Do you see any other facets of life where technology and information systems may be having unintended adverse effects, such as with Facebook and the education system?

  1. Lanier claims that we depend on the collective mind to promote and create ideas that we accept as fact especially with the advent of sites like Wikipedia. Do you think that this “collectivism” destroys individualism and eradicates individual intelligence and creativity?
  1. “The baby boom isn’t over yet, and the 1960s still provide the dominant reference points in pop culture. This is in part, I believe, because of the phenomena of Retropolis and youthiness, but it is also because the boomers are not merely plentiful and alive but still vigorous and contributing to society. People live longer as technology improves, so cultural change actually slows, because it is tied more to the outgoing generational clock than the incoming one (181-2).”

Although the latest and greatest forms of technology are available to our society, do you think that the current generation is reluctant to excel with these new technologies because so much influence currently comes from the previous generational culture?

  1. Lanier has one main idea to try to combat the negative side effects of the open, free access Internet: having to pay for access to anything and get paid anytime anyone accesses your own “bits” (Detailed in Chapter 7).
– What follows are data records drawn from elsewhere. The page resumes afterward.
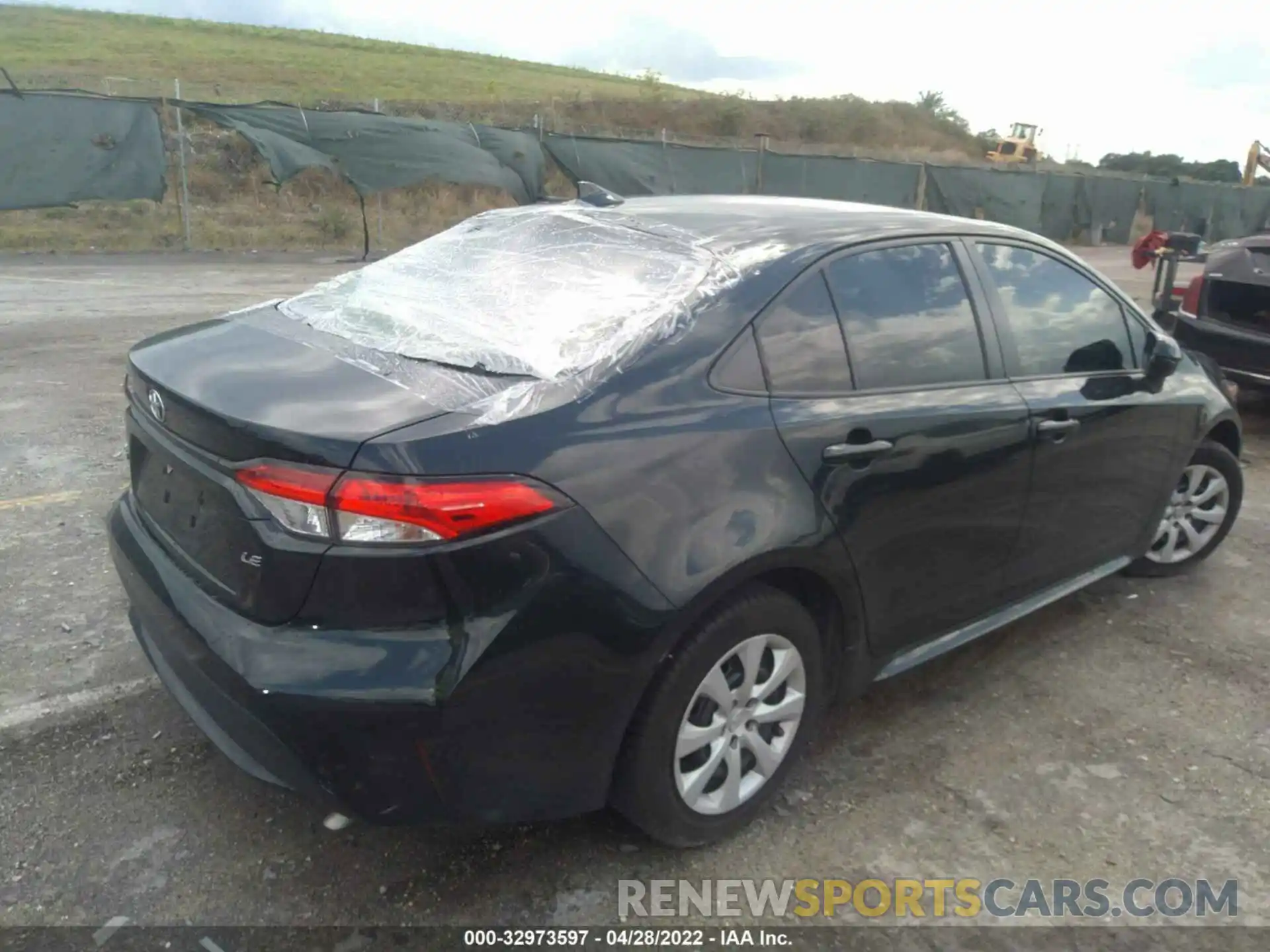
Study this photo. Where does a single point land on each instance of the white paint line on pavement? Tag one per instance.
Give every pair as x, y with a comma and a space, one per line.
107, 931
40, 500
23, 715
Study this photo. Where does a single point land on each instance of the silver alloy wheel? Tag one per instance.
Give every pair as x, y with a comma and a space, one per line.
740, 724
1194, 516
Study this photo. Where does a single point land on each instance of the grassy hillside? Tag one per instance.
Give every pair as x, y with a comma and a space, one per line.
56, 46
234, 208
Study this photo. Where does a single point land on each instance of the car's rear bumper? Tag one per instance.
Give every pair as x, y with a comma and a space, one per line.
404, 727
1244, 356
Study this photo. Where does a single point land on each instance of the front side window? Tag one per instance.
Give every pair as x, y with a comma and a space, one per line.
907, 317
1062, 321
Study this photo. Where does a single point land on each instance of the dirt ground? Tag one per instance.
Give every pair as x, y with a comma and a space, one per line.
1121, 733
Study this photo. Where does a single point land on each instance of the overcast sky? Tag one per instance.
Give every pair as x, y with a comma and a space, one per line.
1111, 77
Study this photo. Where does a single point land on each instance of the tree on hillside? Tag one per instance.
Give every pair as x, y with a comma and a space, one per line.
934, 103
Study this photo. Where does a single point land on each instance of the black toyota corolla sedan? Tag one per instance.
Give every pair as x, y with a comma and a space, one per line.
601, 503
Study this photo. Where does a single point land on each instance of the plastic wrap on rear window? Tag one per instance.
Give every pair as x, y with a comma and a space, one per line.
529, 306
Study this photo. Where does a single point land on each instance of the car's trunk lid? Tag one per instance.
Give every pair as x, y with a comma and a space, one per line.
211, 397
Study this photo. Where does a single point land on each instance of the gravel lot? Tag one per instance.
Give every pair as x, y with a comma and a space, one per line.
1121, 733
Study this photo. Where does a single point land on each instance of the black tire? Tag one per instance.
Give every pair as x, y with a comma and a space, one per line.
644, 786
1222, 460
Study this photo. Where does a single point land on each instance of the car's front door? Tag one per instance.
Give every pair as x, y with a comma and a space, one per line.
1104, 444
889, 394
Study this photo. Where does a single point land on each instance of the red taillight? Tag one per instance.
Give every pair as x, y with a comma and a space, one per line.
365, 508
447, 509
1191, 300
304, 485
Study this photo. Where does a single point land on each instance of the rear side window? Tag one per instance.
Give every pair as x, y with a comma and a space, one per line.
907, 317
1061, 321
802, 344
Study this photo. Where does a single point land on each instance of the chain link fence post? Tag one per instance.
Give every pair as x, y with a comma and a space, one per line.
185, 179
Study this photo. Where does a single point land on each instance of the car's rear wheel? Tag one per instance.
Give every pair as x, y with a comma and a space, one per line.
724, 723
1201, 512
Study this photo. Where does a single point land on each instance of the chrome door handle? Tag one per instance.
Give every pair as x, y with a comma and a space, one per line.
839, 452
1057, 426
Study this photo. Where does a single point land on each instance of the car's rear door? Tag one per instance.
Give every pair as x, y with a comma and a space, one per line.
1104, 444
889, 393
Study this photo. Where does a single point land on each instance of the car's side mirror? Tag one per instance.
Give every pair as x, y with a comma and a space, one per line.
1162, 356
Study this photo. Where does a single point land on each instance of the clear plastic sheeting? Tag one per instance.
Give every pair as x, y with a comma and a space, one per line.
516, 310
542, 292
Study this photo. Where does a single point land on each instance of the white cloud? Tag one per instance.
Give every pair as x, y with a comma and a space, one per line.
1107, 77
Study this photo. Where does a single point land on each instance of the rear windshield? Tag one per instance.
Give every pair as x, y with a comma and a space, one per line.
541, 292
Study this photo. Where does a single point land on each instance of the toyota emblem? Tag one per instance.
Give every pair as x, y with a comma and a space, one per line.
157, 409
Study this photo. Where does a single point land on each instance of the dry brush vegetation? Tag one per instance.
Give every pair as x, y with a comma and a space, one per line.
234, 207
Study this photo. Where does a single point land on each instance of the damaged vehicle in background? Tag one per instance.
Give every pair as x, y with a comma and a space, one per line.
1224, 313
601, 503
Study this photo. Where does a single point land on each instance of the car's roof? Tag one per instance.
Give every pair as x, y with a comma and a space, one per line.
740, 222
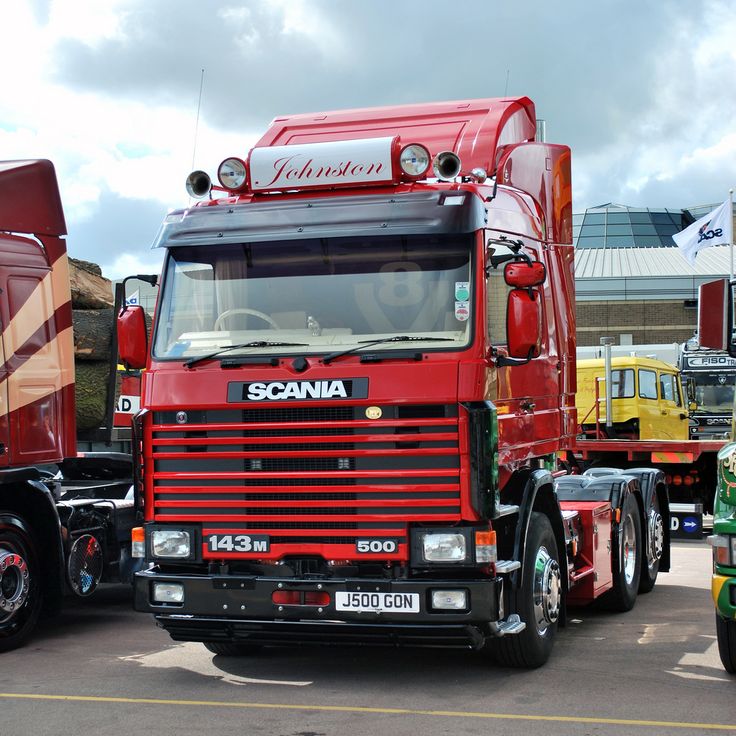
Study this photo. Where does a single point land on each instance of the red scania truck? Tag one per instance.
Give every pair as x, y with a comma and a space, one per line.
65, 521
360, 377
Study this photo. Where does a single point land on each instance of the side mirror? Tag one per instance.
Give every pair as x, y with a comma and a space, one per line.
132, 336
524, 324
727, 473
524, 274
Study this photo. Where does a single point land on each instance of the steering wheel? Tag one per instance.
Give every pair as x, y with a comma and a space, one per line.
253, 312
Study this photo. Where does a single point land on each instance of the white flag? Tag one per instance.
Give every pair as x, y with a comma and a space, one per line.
716, 228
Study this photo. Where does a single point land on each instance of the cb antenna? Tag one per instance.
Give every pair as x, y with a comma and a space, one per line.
196, 124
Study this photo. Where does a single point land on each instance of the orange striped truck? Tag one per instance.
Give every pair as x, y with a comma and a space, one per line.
64, 518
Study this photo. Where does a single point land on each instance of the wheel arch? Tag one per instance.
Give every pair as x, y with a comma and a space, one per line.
30, 502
This universal system, he feels, will reward everyone for their own individual creativity. Do you think this system could work? If not, are there other options that could be a better alternative to our current system?
  1. Despite all of this negativity surrounding technology, do you think that it’s actually a testament to our society’s creativity and advancement progression?
  1. With all of the negatives and positives of technology considered, what do you think about the effects of technology on our lives? Do the positives outweigh the negatives? Vice versa?